One of God's greatest blessings to me is my husband John.
I'm feeling rather bad because I've been either at work (12-16 hour days) or on the phone to work, a LOT of time during the past 3 weeks. I've barely cooked for the family, haven't been there to enjoy time with John, and haven't been as affectionate as would be normal. Most men would probably complain and encourage me to get a different job!
But John knows my heart. He knows my passion for this work and how I want to get this operation up and going and for it to be successful.
So, instead of complaining, he encourages.
This morning he came to me and shared a devotional that he'd read and had caused him to think of me. The devotion was out of Exodus 16:1-12 ; about when the nation of Israel left captivity in Egypt. How easy it was to look back, when current hardships came instead of trusting God and moving forward. He told me that he's impressed that he sees me doing that very thing; he doesn't hear the words "I want to quit" out of my mouth, that he keeps hearing me speak words of hope for the future.

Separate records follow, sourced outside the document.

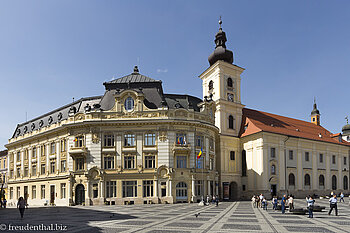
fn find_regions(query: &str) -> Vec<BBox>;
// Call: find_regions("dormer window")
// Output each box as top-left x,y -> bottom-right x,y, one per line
124,97 -> 134,111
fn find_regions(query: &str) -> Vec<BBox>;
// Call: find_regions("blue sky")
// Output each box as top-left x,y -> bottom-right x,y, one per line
1,0 -> 350,150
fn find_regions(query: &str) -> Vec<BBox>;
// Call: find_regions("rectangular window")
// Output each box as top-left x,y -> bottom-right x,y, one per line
144,155 -> 155,169
16,167 -> 20,177
144,133 -> 156,146
32,164 -> 37,176
319,154 -> 323,163
305,152 -> 310,162
104,134 -> 115,147
209,158 -> 214,170
176,133 -> 187,145
50,142 -> 56,154
61,160 -> 66,172
195,180 -> 203,196
17,151 -> 21,162
197,156 -> 204,168
124,134 -> 135,146
176,155 -> 187,168
50,160 -> 55,174
32,147 -> 37,158
17,187 -> 20,199
10,187 -> 13,199
230,151 -> 235,160
344,157 -> 347,165
41,145 -> 46,157
122,181 -> 137,197
195,135 -> 204,147
24,149 -> 28,160
24,167 -> 28,177
332,155 -> 336,164
271,148 -> 276,158
143,180 -> 154,197
41,185 -> 45,199
289,150 -> 293,160
209,138 -> 214,151
93,184 -> 98,198
104,157 -> 115,169
76,158 -> 84,171
32,186 -> 36,199
60,183 -> 66,199
124,156 -> 135,169
60,139 -> 67,152
41,164 -> 46,175
74,136 -> 84,147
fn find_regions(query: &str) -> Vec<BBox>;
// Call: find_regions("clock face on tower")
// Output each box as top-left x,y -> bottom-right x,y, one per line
227,93 -> 234,102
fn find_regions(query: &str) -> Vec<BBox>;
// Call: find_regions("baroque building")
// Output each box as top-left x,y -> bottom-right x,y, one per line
6,20 -> 350,206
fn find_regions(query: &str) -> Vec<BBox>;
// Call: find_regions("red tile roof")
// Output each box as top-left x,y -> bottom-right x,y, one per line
240,108 -> 350,146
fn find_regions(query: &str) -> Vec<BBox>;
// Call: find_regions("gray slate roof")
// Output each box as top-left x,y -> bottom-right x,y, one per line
105,73 -> 159,84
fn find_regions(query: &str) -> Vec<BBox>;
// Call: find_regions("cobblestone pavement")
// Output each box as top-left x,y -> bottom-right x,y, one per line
0,198 -> 349,233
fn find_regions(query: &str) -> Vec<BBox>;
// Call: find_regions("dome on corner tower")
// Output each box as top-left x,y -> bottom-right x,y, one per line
208,19 -> 234,66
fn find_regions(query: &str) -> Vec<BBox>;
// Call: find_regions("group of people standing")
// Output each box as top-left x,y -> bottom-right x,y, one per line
252,192 -> 346,218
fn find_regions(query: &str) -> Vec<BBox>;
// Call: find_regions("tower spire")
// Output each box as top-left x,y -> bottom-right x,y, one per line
311,97 -> 320,125
208,17 -> 234,66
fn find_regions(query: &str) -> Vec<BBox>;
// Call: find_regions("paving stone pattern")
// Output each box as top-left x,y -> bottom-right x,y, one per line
0,198 -> 349,232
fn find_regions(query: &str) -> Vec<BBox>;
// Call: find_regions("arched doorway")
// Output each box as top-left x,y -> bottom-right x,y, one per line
332,175 -> 337,190
75,184 -> 85,205
229,182 -> 238,201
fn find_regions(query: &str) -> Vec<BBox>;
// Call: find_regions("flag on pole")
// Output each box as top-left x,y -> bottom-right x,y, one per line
73,138 -> 78,142
197,147 -> 203,159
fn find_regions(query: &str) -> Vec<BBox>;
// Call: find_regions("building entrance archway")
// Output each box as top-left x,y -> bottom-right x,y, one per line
75,184 -> 85,205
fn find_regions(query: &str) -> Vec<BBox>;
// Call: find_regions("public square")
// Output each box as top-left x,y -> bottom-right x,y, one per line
0,198 -> 349,233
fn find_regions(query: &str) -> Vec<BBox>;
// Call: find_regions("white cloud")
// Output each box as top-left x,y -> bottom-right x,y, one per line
157,68 -> 168,73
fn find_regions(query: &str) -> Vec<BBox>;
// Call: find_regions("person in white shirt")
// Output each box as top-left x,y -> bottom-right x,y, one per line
328,194 -> 338,216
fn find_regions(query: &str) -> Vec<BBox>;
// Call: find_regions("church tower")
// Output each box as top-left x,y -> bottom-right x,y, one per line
199,19 -> 245,200
311,98 -> 320,126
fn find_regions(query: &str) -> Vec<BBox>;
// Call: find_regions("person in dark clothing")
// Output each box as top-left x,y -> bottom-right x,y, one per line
215,195 -> 219,206
17,197 -> 26,219
281,194 -> 286,214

So I confessed the truth to him that I've thought about quitting plenty of times. But my spirit is never at peace when I think of that. I know that I'm where I'm supposed to be. No matter how hard it is.
I did not receive adequate training to prepare me for anything (nor did my poor staff since I was the one who was supposed to have trained them!) But with each mistake made, with each situation that goes poorly, I am learning a better way to do things. Certainly this is not the best way for things to be handled but it's what I've got and, by God's grace and power, I'm going to make it work.
But what a bonus that I get John!
That, when I'm home from a terrible, discouraging day, I can get words of strength, hope, and encouragement from him.
What about you, has God blessed you with a partner or friend who's there for you? What kind of difference does that make in your life?